I really like Croy's three-part strategy for exercises:

(a) easy exercises to reinforce the vocabulary and syntax taught in the chapter;

(b) & (c) "real" Greek, from both the NT and LXX, with glosses for things that the students don't yet know.

This is a nice combination of reinforcement and pushing students to do new things.


Danny Zacharias said...

Not that "celebrity" status matters, but as you know I sell multimedia flashcards. The majority of my sales are for Mounce, and Croy is a close second. Stevens and Black are a distant third.

Another thing I had to consider that I forgot to mention is that Canadian semesters are a little shorter— and I aim hard to leave some time at the end of the second semester to actually do some reading and discussion of text rather than grammar. Stevens 28 chapters fits the bill.

Also, not sure if the "aspect" discussion is important for you, but Hewett does the best of the first year grammars (Porter too, but I haven't had a chance to look at that yet).

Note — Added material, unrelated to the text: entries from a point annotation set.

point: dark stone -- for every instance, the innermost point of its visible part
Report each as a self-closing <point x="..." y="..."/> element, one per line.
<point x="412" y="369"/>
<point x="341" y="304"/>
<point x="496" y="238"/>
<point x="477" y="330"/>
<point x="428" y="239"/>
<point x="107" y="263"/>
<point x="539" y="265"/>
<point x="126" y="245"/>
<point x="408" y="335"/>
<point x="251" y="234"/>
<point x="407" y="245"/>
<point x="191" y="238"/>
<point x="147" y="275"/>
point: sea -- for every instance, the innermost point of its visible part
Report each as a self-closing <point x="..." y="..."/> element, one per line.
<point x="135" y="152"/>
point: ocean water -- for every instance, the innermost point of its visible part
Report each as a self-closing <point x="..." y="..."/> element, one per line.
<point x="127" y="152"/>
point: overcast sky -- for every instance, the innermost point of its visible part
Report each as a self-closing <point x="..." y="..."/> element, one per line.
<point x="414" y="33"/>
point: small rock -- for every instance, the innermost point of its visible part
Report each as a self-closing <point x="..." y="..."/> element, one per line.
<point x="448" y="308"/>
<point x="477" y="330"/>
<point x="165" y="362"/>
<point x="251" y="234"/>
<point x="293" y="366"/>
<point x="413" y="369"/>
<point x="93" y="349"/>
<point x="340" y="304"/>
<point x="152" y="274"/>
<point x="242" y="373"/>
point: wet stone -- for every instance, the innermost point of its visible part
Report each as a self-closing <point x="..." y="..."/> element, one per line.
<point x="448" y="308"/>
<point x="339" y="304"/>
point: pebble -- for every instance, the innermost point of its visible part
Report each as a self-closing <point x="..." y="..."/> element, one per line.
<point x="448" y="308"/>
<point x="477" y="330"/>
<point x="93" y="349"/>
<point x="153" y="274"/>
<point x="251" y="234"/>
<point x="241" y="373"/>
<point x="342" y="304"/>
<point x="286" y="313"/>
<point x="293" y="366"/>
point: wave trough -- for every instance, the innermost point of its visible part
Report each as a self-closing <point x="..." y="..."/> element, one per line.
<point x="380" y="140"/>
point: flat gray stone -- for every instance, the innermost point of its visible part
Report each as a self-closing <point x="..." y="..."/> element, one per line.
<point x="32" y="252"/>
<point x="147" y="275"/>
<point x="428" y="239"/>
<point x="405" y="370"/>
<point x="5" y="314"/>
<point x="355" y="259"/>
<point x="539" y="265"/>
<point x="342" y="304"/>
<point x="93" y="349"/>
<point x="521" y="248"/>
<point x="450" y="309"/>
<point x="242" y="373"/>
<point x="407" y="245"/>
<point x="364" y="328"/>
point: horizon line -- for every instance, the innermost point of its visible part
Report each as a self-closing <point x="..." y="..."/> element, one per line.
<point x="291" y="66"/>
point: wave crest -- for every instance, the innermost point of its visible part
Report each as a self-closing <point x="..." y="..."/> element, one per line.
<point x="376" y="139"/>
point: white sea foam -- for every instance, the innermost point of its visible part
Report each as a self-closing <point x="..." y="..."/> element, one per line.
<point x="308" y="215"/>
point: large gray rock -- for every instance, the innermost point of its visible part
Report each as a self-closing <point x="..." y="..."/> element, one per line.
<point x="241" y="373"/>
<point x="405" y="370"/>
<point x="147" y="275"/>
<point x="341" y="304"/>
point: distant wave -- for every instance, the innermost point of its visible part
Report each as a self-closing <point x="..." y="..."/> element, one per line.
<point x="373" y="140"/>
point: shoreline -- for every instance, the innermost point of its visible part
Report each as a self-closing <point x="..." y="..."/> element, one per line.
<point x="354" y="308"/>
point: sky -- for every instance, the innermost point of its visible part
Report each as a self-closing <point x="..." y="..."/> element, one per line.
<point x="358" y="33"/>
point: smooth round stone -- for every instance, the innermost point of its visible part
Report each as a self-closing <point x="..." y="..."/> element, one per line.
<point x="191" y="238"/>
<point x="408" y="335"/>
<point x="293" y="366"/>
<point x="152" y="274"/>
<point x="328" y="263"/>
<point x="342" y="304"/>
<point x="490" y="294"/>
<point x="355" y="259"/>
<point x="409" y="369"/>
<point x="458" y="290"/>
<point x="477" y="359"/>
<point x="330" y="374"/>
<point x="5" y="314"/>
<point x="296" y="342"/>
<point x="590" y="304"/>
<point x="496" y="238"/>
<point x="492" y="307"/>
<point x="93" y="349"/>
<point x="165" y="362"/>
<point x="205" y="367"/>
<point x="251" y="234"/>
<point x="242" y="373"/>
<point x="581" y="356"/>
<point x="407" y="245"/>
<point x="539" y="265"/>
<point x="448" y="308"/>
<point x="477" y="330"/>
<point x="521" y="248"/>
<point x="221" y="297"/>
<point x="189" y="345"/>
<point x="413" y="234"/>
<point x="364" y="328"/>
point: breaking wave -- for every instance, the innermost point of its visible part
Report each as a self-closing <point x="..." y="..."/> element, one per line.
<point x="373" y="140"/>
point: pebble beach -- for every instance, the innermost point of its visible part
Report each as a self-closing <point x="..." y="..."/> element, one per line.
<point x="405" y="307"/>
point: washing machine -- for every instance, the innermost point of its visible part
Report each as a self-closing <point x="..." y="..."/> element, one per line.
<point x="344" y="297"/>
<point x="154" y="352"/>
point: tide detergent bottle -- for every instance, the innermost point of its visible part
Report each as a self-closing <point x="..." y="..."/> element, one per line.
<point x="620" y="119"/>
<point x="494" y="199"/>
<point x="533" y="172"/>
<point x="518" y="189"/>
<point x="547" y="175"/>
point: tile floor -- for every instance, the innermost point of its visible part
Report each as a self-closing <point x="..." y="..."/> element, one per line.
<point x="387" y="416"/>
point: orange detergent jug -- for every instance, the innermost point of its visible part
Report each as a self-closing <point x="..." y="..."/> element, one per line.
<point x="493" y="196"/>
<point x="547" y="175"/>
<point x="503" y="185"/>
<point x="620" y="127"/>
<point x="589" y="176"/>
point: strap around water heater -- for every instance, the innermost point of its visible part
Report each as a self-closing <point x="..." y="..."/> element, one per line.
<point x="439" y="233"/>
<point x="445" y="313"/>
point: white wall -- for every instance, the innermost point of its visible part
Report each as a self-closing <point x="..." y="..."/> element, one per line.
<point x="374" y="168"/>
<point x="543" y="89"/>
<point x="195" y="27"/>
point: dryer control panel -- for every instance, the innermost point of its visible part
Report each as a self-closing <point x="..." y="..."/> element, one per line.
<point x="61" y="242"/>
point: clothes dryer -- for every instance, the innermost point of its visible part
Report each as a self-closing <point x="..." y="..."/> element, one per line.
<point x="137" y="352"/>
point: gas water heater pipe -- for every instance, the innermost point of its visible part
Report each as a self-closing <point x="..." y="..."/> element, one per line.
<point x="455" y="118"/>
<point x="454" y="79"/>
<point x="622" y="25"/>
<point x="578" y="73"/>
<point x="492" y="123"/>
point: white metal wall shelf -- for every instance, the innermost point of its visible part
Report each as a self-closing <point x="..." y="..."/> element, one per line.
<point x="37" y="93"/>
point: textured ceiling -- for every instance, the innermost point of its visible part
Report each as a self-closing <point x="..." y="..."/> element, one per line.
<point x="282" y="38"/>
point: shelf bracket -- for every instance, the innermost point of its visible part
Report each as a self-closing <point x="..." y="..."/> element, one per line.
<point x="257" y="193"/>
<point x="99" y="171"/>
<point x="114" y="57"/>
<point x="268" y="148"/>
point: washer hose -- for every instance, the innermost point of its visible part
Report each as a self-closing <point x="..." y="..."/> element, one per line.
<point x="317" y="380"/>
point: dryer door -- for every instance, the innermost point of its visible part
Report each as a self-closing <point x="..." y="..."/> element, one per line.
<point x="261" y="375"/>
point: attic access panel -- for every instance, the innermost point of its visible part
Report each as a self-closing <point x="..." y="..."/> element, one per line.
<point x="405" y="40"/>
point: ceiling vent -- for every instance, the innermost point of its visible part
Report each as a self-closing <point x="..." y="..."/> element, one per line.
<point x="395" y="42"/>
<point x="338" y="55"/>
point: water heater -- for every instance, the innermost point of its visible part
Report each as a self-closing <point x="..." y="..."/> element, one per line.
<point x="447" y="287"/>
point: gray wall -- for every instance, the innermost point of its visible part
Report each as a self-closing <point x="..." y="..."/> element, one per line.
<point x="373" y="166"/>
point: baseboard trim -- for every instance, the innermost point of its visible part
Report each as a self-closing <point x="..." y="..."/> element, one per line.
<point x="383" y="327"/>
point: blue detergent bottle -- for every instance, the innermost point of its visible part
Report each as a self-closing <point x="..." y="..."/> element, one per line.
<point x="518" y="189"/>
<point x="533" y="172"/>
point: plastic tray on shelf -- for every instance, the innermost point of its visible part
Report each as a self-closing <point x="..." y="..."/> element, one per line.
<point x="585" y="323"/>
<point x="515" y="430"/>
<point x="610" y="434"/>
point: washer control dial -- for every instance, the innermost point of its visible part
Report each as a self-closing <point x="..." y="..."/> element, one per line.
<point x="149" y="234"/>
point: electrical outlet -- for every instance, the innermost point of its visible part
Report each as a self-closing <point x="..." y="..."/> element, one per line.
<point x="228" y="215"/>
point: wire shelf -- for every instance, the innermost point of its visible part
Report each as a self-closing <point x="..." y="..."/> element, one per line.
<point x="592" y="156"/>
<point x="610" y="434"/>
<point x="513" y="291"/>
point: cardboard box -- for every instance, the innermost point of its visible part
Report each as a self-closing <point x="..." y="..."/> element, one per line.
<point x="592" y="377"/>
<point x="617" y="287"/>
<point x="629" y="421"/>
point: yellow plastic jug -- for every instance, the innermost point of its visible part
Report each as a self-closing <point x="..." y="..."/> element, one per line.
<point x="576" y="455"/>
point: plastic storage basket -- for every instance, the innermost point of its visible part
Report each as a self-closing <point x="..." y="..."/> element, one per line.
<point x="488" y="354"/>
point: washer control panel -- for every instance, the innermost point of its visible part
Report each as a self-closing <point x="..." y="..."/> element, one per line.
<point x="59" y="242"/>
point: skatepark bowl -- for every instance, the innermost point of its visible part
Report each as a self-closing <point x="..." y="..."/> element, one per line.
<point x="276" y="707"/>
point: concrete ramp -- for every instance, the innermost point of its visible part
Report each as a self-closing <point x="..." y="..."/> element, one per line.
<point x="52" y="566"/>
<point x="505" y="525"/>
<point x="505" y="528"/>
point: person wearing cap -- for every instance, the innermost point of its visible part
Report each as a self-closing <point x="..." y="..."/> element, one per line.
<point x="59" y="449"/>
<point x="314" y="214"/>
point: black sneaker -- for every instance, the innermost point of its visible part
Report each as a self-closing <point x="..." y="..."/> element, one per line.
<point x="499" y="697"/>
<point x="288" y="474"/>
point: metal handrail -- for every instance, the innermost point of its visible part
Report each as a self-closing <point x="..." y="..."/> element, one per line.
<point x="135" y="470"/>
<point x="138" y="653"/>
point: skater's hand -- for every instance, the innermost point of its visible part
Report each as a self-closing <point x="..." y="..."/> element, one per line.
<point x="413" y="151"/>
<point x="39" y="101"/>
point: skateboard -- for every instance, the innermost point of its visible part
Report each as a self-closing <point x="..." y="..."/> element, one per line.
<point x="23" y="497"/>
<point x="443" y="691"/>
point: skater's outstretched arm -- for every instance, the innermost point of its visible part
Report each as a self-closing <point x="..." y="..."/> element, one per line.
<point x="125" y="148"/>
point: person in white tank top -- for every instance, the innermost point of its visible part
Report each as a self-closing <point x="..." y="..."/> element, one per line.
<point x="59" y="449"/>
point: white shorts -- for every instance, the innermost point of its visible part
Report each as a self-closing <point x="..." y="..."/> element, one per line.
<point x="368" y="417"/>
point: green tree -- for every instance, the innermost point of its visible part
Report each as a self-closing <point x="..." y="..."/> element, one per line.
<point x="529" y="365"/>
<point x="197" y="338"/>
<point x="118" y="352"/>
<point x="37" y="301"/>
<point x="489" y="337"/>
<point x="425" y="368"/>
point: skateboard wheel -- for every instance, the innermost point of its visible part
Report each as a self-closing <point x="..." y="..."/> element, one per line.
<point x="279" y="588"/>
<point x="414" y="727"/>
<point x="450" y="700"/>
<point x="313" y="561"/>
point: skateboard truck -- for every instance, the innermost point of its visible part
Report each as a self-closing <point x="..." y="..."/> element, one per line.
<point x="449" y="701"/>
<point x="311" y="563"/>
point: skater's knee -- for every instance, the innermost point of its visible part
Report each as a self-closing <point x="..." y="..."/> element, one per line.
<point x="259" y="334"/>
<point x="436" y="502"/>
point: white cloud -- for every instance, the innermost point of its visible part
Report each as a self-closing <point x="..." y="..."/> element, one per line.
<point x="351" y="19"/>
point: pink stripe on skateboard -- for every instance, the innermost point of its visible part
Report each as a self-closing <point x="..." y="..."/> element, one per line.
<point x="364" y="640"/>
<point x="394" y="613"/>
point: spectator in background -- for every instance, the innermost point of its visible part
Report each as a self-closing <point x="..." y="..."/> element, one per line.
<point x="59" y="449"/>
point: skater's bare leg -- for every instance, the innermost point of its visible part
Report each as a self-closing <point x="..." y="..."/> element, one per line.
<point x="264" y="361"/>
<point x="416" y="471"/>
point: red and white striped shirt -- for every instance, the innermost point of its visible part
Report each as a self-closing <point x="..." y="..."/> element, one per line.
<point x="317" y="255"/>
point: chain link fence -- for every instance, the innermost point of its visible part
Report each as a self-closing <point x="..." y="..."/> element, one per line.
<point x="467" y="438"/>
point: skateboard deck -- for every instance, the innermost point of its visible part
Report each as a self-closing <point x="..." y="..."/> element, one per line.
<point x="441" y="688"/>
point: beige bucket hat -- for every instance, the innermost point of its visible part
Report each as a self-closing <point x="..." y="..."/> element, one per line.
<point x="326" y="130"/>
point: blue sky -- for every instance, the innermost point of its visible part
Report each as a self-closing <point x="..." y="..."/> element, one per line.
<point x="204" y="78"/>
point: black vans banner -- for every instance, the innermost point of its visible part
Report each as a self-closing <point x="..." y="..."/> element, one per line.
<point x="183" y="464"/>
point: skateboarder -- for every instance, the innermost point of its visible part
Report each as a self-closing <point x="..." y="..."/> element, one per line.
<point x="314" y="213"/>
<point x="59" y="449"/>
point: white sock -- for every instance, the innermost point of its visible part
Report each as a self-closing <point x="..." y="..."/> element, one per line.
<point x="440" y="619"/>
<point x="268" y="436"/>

You may want to take a look at Stevens just for the sake of being thorough. He starts verbs early and uses actual NT text throughout for exercises. (

Rafael said...

Thanks, Danny. I looked at Wipf and Stock's website for Stevens's text; I'd like to look at it, but I can't find any online samples (Amazon and Google Books come up bubkes). I might order an examination copy, but we'll see. I'll explain the layout of my class in another post, hopefully by the end of the week.